In 1975, however, the GAO amended its Bid Protest Procedures to clarify that it did not need to dismiss a protest that was also the subject of court litigation “where the court requests, expects, or otherwise expresses interest in the Comptroller General’s decision.”  40 Fed. Reg. 17,980 (Apr. 24, 1975).  In 1995, when updating its rules to implement the Federal Acquisition and Streamlining Act of 1994, the GAO named the process of giving its opinion to a court an “advisory opinion.”  See 60 Fed. Reg. 5876 (Jan. 31, 1995).

What happened in AECOM and PAE-Parsons to make these advisory opinions noteworthy?

Both the AECOM and PAE-Parsons court cases involved multi-party protests at the GAO challenging U.S. Army awards of indefinite delivery/indefinite quantity (IDIQ) contracts and task orders under the LOGCAP V solicitation for multiple geographical combatant commands, Army service component commands, and Afghanistan.  DynCorp International, LLC filed the first of the protests but, on July 31, 2019, the GAO denied it.  DynCorp Int’l, LLC, B-417506 et al., July 31, 2019.  Shortly thereafter, on August 5, DynCorp filed a complaint at COFC.

DynCorp filed its complaint four days before the GAO was due to issue decisions on August 9 in the other pending protests involving this same solicitation, which had been filed by AECOM, PAE-Parsons, and Fluor International, Inc.  There is no reason to think that, in filing a complaint at COFC, DynCorp intended to put other protesters at a disadvantage.  Nevertheless, the practical effect of its decision to go to COFC was that, on August 7, two days before the GAO’s decisions would have been due on August 9, the GAO dismissed the pending protests of AECOM, PAE-Parsons, and Fluor under the “Effect of Judicial Proceedings” rule.  See AECOM Mgmt. Servs, Inc. et al., B-417506.2 et al., Aug. 7, 2019.

The GAO’s advisory opinion option, thus, softens the otherwise harsh effect of the dismissal rule by giving a court the option of asking the GAO to finish the job it had almost completed, i.e., writing opinions for the pending protests.  COFC, of course, is not bound by the GAO’s opinions, but may nevertheless find its analysis persuasive.

Since the dismissal of their GAO protests, AECOM, PAE-Parsons, and Fluor have all filed protests at COFC.  Rather than lose the benefit of the GAO’s analysis, the judge who is presiding over all the cases has requested advisory opinions in each company’s prior GAO protest, two of which the GAO has now issued, as noted above.

Why does GAO’s advisory opinion process matter?
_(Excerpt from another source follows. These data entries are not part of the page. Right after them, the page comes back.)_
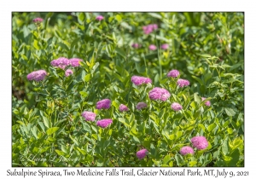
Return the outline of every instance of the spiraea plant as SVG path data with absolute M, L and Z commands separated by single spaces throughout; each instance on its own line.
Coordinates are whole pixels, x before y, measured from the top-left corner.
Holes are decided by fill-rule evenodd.
M 13 166 L 244 166 L 243 14 L 12 20 Z

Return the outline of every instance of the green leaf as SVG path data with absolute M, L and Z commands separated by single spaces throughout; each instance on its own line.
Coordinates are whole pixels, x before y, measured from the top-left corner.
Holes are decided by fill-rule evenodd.
M 160 20 L 162 19 L 162 16 L 157 13 L 148 13 L 148 14 L 150 14 L 152 17 L 155 17 L 157 19 L 160 19 Z
M 230 157 L 232 158 L 230 160 L 229 163 L 229 166 L 236 166 L 237 162 L 239 161 L 239 157 L 240 157 L 240 153 L 239 153 L 239 150 L 238 148 L 236 148 L 230 155 Z
M 194 76 L 194 75 L 192 75 L 192 78 L 193 78 L 194 79 L 195 79 L 196 81 L 198 81 L 198 82 L 200 83 L 201 85 L 204 85 L 204 83 L 203 83 L 203 81 L 202 81 L 201 78 L 197 78 L 197 77 L 195 77 L 195 76 Z
M 166 165 L 170 160 L 171 160 L 171 156 L 169 154 L 166 155 L 166 157 L 163 159 L 163 164 Z
M 228 116 L 235 116 L 236 114 L 236 112 L 234 112 L 234 110 L 230 107 L 224 107 L 224 110 Z
M 121 22 L 122 21 L 122 17 L 119 14 L 115 15 L 115 19 Z
M 38 130 L 38 128 L 36 126 L 34 126 L 31 129 L 31 131 L 32 131 L 32 135 L 36 137 L 36 139 L 38 139 L 37 130 Z
M 46 134 L 48 136 L 52 135 L 53 133 L 55 133 L 55 131 L 57 131 L 59 130 L 59 127 L 52 127 L 49 128 L 49 130 L 46 130 Z
M 61 150 L 55 150 L 56 153 L 58 153 L 58 155 L 61 155 L 61 156 L 64 156 L 65 155 L 65 153 L 63 153 L 62 151 Z

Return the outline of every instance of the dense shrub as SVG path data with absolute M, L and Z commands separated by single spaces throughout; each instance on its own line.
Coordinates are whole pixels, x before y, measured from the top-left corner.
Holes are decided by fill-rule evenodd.
M 13 13 L 13 166 L 243 166 L 243 18 Z

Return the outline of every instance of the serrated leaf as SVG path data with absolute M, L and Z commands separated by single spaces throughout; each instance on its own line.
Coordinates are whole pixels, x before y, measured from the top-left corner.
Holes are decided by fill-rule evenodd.
M 31 131 L 32 131 L 32 135 L 36 137 L 36 139 L 38 139 L 37 130 L 38 130 L 38 128 L 36 126 L 34 126 L 31 129 Z
M 171 160 L 171 156 L 169 154 L 166 155 L 166 157 L 163 159 L 163 164 L 166 165 L 170 160 Z

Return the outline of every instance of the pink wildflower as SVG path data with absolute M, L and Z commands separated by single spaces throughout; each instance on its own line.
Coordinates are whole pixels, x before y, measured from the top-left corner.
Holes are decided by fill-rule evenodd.
M 103 20 L 104 17 L 102 15 L 98 15 L 96 20 L 101 21 L 102 20 Z
M 104 99 L 96 103 L 96 109 L 108 109 L 111 105 L 111 101 Z
M 182 155 L 186 155 L 188 153 L 194 154 L 194 149 L 191 147 L 189 147 L 189 146 L 186 146 L 186 147 L 182 147 L 180 149 L 179 153 Z
M 132 76 L 131 80 L 137 86 L 143 84 L 152 84 L 152 80 L 149 78 L 145 77 Z
M 128 111 L 129 109 L 128 109 L 128 107 L 125 106 L 125 105 L 123 105 L 123 104 L 121 104 L 120 106 L 119 106 L 119 111 L 120 112 L 126 112 L 126 111 Z
M 136 155 L 139 159 L 143 159 L 144 157 L 146 157 L 147 153 L 148 153 L 147 149 L 142 149 L 137 152 Z
M 161 49 L 167 49 L 169 48 L 169 45 L 167 43 L 162 44 Z
M 50 65 L 64 70 L 67 66 L 70 65 L 70 61 L 65 57 L 60 57 L 57 60 L 53 60 Z
M 82 116 L 85 118 L 87 121 L 94 121 L 96 113 L 92 112 L 83 112 Z
M 174 111 L 179 111 L 179 110 L 182 110 L 183 109 L 183 107 L 178 104 L 177 102 L 173 102 L 172 105 L 171 105 L 171 107 L 172 109 L 173 109 Z
M 151 100 L 166 101 L 171 96 L 171 94 L 166 89 L 155 87 L 149 91 L 149 98 Z
M 177 70 L 172 70 L 168 72 L 167 77 L 177 78 L 179 75 L 179 72 Z
M 145 34 L 149 34 L 154 30 L 158 29 L 157 24 L 149 24 L 148 26 L 143 26 Z
M 70 65 L 73 67 L 79 66 L 79 61 L 82 61 L 82 60 L 78 58 L 69 59 Z
M 40 17 L 37 17 L 35 19 L 33 19 L 33 22 L 35 23 L 40 23 L 43 22 L 44 19 L 40 18 Z
M 147 107 L 148 107 L 148 105 L 145 102 L 138 102 L 136 106 L 136 108 L 138 109 L 138 110 L 141 110 L 141 109 L 145 108 Z
M 72 75 L 73 73 L 73 72 L 72 70 L 67 69 L 67 70 L 66 70 L 66 72 L 65 72 L 65 76 L 66 76 L 66 77 L 68 77 L 69 75 Z
M 151 45 L 149 45 L 148 49 L 150 50 L 155 50 L 157 49 L 157 47 L 155 45 L 154 45 L 154 44 L 151 44 Z
M 105 118 L 105 119 L 98 120 L 96 125 L 100 126 L 101 128 L 106 128 L 108 125 L 110 125 L 112 123 L 113 120 L 111 118 Z
M 194 136 L 191 139 L 191 142 L 193 146 L 199 150 L 205 149 L 208 147 L 208 141 L 204 136 Z
M 202 98 L 201 98 L 201 101 L 205 101 L 205 99 L 207 99 L 207 98 L 202 97 Z M 211 106 L 210 101 L 207 101 L 205 102 L 205 105 L 207 106 L 207 107 L 210 107 L 210 106 Z
M 184 86 L 189 86 L 190 84 L 189 81 L 187 80 L 187 79 L 181 79 L 179 78 L 177 81 L 177 84 L 182 88 L 182 87 L 184 87 Z
M 38 71 L 29 73 L 26 76 L 26 78 L 30 81 L 31 80 L 42 81 L 42 80 L 44 80 L 44 78 L 46 75 L 47 75 L 47 73 L 46 73 L 45 70 L 38 70 Z
M 134 49 L 138 49 L 138 48 L 141 47 L 141 45 L 138 44 L 138 43 L 133 43 L 133 44 L 131 45 L 131 47 L 133 47 Z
Large, multiple-award IDIQ contracts are a fact of life now in federal procurement.  As a result, a single disappointed offeror in a large, multi-party procurement dispute can force—either intentionally or not—all other parties to change venue at any time before the GAO has issued a final decision.  To the degree that the GAO’s advisory opinion is persuasive, it can help the court and the parties avoid re-inventing the wheel entirely by re-arguing everything from scratch at significant additional expense and time.

For these reasons, any protester or intervenor forced by another party to litigate a nearly resolved GAO protest at the COFC should consider filing a motion to request the court seek an advisory opinion from the GAO for the unfinished protest.  In addition, any protester hoping to avoid an unfavorable GAO decision by going to COFC before the GAO finishes its review should bear in mind that the other parties might ask COFC to request that the GAO finish the job.